Most existing GNN (Graph Neural Network) methods are inherently flat and are unable to process the information in a hierarchical manner.
The paper proposes a differentiable graph pooling operation, DIFFPOOL, that can generate hierarchical graph representations and can be easily plugged into many GNN architectures.
Link to the paper

CNNs have spatial pooling operation that allows for deep CNN architectures to operate on coarse graph representations of input images.
This notion cannot be applied as-is to graphs as they do not have a natural notion of spatial locality like images do.
DIFFPOOL attempts to resolve this problem by learning a differentiable soft-assignment at each layer which is equivalent to pooling the cluster of nodes to obtain a sparse representation.

Given a graph G(A, F), where A is the adjacency matrix and F is the feature matrix.
Given a permutation invariant GNN that follows the message passing architecture. The output of this GNN can be expressed as Z = GNN(A, X) where X is the current feature matrix.
Goal is to stack L GNN layers on top of each other such that the l^th layer uses coarsened output from the (l-1)^th layer.
This coarsening operation uses a cluster assignment matrix S.
The learned cluster assignment matrix at layer l is denoted at S^l
Given S^l, the embedding matrix for the (l+1)^th layer is given as transpose(S_l)Z_l and adjancecy matrix is given by transpose(S_l)A_lS_l
A new GNN, called as GNN_pool is used to produce the assignment matrix S by taking a softmax over GNN_pool(A^l, X^l)
As long as the GNN model is permutation invariant, the resulting DIFFPOOL model is also permutation invariant.

The paper uses 2 auxiliary losses to push the model away from spurious local minima early in the training.
Link prediction objective - at each layer, link prediction loss ( = A - S(transpose(S))) is minimized with the intuition that the nearby nodes should be pooled together.
Ideally, the cluster assignment for each node should be a one-hot vector so the entropy for cluster assignment per node is regularized.

GraphSage
- Mean pool + Diff pool (3 or 2 layers)
Structure2Vec + Diffpool
Diffpool-Det
- The assignment matrix S are generated using graph clustering algorithms.
Diffpool-NoLP
- The link prediction objective function is turned off.
At each DiffPool layer, the number of classes is set to 25% of the number of nodes before the DiffPool layer.

DiffPool obtains the highest average performance across all the pooling approaches and improves upon the base GraphSage architecture by an average of around 7%.
In terms of runtime complexity, the paper reports that DiffPool does not incur any significant additional running time.
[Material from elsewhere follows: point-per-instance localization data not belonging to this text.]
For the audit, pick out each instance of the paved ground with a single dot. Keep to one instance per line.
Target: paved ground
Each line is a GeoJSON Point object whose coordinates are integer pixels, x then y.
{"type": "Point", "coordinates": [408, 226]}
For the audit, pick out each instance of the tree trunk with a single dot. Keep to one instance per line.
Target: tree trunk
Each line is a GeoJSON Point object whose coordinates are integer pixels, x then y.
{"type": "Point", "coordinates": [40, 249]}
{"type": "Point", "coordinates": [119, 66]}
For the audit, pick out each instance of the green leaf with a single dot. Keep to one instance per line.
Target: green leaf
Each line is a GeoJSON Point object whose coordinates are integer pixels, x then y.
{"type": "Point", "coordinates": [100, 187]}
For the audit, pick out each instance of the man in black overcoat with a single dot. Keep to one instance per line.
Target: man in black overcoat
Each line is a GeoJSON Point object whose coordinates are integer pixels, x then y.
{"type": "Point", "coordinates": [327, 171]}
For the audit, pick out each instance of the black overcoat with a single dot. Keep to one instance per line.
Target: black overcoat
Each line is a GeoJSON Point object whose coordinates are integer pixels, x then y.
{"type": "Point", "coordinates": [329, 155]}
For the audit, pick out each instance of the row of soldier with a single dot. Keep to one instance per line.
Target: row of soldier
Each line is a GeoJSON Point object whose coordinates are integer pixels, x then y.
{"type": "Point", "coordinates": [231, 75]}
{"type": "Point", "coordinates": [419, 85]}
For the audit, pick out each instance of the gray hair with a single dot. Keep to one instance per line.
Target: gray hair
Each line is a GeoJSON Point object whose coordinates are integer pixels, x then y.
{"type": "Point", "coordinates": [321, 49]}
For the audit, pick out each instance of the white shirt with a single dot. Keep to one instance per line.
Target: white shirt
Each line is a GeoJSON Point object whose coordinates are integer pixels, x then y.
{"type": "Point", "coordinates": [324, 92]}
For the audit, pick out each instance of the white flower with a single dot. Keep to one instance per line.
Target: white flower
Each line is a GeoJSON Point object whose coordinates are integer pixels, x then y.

But given that now there are 2 GNN models per layer, the size of the model should increase.
DiffPool can capture hierarchical community structure even when trained on just the graph classification loss.
One advantage of DiffPool is that the nodes are pooled in a non-uniform way so densely connected group of nodes would collapse into one cluster while sparsely connected nodes can retain their identity.